By Doug Poretz
Public Relations and related communications efforts were born as a result of the Industrial Revolution, and unfortunately many PR efforts still embrace Industrial Revolution values. That’s surprisingly true even for the cannabis community. It’s time to get your promotional efforts into the 21stCentury.
Until the Industrial Revolution, people bought things because they needed them. That has changed. A critical dilemma arose when the tools of production became so efficient that any product could be produced in much more volume than needed to meet the market demand. Extrapolate that situation and it doesn’t take long to conclude what an over-supply results in: low prices and ultimately financial failure. But no manufacturer wanted to limit supply by restraining their tools of production after they invested massive capital to build them. So, the solution was found in the other side of the buying equation: not product supply but market demand.
To build market demand, the reason why people bought things was changed from needing things to wanting things. And thus began the advertising and PR businesses, which had the simple goal of encouraging people to buy things even if they did not need them. In such attempts, one critical goal was to increase the reach and frequency of the sales pitch. There was one really great way to do that: get articles at no cost about the product in newspapers, commonly called “clips” or “placements.” So, to determine how effective the promotional campaign was, all you had to do was count how many clips you got. As TV and radio grew, visibility through those media would also count as “clips.” That was a pretty legitimate measurement device – as long as each local market had maybe 2 or 3 powerful newspapers and a few broadcast outlets, and three TV networks could deliver the national audience. In other words, “clips” were a legitimate measurement device before there was such a thing as “web sites” and “online communities,” cable TV, and e-newsletters, blogs, online special interest groups, etc. As those channels emerged, everything changed.

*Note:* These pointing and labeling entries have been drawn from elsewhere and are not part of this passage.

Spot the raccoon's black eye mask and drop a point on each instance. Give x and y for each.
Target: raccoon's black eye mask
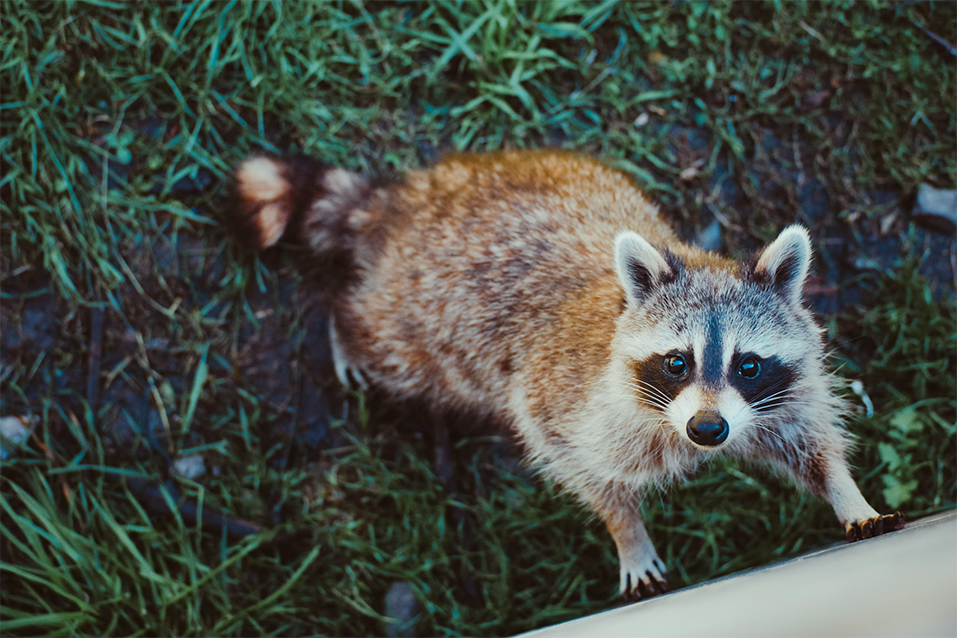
(763, 383)
(663, 377)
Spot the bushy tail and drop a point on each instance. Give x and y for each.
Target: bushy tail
(298, 198)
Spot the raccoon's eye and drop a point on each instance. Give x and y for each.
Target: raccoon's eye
(749, 368)
(675, 364)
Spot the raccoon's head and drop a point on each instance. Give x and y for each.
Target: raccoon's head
(720, 353)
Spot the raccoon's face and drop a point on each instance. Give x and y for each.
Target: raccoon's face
(719, 354)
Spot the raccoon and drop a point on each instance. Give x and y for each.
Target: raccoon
(542, 290)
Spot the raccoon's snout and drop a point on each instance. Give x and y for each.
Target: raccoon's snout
(708, 429)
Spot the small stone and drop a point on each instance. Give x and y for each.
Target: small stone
(402, 606)
(709, 238)
(14, 431)
(189, 467)
(936, 208)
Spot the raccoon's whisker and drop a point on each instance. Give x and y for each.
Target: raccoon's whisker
(647, 389)
(650, 399)
(656, 391)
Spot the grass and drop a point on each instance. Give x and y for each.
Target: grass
(118, 127)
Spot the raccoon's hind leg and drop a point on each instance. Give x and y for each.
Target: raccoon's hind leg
(642, 572)
(299, 196)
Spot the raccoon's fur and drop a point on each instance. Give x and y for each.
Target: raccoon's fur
(543, 290)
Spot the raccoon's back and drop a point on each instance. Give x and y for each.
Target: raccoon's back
(501, 267)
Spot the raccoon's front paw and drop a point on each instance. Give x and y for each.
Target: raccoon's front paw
(643, 578)
(868, 527)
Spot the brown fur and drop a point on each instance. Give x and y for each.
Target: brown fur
(487, 285)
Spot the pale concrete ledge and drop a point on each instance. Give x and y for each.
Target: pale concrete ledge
(903, 584)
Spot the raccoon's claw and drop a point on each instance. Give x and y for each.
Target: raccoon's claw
(651, 582)
(860, 530)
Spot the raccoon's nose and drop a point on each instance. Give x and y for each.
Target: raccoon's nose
(708, 428)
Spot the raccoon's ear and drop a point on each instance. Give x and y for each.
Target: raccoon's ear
(641, 267)
(784, 263)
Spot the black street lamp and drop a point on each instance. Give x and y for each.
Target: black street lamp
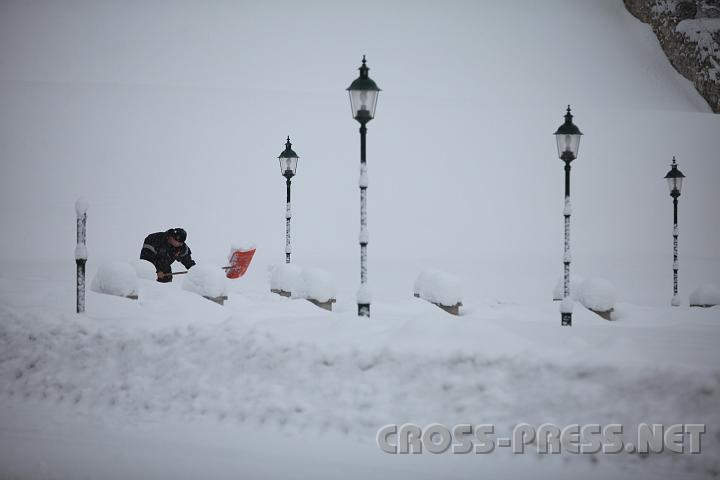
(288, 165)
(674, 178)
(568, 141)
(363, 99)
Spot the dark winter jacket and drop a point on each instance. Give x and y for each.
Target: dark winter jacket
(160, 253)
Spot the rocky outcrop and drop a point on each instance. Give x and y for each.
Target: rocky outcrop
(689, 33)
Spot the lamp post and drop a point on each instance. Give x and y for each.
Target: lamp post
(568, 142)
(288, 165)
(363, 100)
(674, 178)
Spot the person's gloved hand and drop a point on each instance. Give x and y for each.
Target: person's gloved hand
(164, 277)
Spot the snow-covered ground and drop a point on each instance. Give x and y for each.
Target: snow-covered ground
(266, 387)
(165, 117)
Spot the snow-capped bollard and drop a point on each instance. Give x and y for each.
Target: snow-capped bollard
(441, 289)
(598, 295)
(116, 278)
(207, 281)
(705, 296)
(318, 287)
(312, 284)
(81, 207)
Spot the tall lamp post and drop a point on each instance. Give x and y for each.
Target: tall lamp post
(288, 165)
(674, 178)
(568, 142)
(363, 100)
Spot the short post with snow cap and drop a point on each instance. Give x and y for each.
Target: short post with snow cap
(363, 100)
(568, 142)
(81, 207)
(288, 165)
(674, 178)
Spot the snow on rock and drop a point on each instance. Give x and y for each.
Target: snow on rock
(144, 269)
(318, 284)
(598, 294)
(707, 294)
(364, 294)
(116, 278)
(575, 282)
(438, 287)
(206, 280)
(286, 277)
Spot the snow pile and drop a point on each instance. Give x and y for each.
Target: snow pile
(707, 294)
(318, 284)
(206, 280)
(116, 278)
(438, 287)
(144, 269)
(286, 277)
(575, 282)
(597, 294)
(311, 283)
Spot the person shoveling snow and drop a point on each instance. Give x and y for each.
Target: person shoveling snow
(162, 249)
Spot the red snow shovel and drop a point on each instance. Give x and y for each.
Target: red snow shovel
(239, 263)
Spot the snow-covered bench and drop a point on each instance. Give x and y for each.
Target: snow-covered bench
(705, 296)
(439, 288)
(312, 284)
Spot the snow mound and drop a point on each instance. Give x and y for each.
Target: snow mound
(707, 294)
(318, 284)
(575, 282)
(206, 280)
(116, 278)
(303, 282)
(438, 287)
(242, 246)
(597, 294)
(144, 269)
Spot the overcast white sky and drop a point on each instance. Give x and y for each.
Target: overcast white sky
(168, 114)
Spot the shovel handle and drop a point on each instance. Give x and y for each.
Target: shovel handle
(186, 271)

So … if you are celebrating when you can count lots of clips, you may be celebrating the fact that your marketing communications program is sadly outdated and isn’t focused on what the real goal of a communications campaign should be. Rather than focusing your communications resources on getting more and more clips, focus instead on whether you are getting the right message to the right targets. How you get that message to them is hardly relevant. Answer this: would you rather get your news in front of thousands of people who may or may not see it or read it and who may not even be the least bit interested in it, or would you prefer to host a dinner for 20 people who have a very real interest in what you are offering and the prospect of buying your product at desert? If you are bound by the outdated standards, you would prefer the clips; if you are interested in actually selling your product and growing your company, you’d want the visibility in front of actual buyers. You can and should re-strategize and re-direct your communications efforts to focus on two questions:
1) Are we telling the right message in a compelling way?
2) Are we getting it in front of the right people?
But there is another critical difference that must be integrated into your promotional efforts: the “consumer” is dead! Think of where you go for the news that interests you, the entertainment that intrigues you, and the chats that engage you. In those instances, you are more than just a “consumer,” but a part of a community. And when you buy something in that venue, you are more of a supporter of and believer in your community than just a “consumer.” Clips matter way less than the relationship between the seller and the buyer.
So … if you want to build sales, build relationships. Build supporters rather than consumers. And the first step in doing that is to thrust a knife into the heart of outdated measurement devices. This is especially true in our cannabis industry, where the users, the channels to reach them, the regulatory obstructions, and the values and standards are so vastly different than all industries that have gone before us.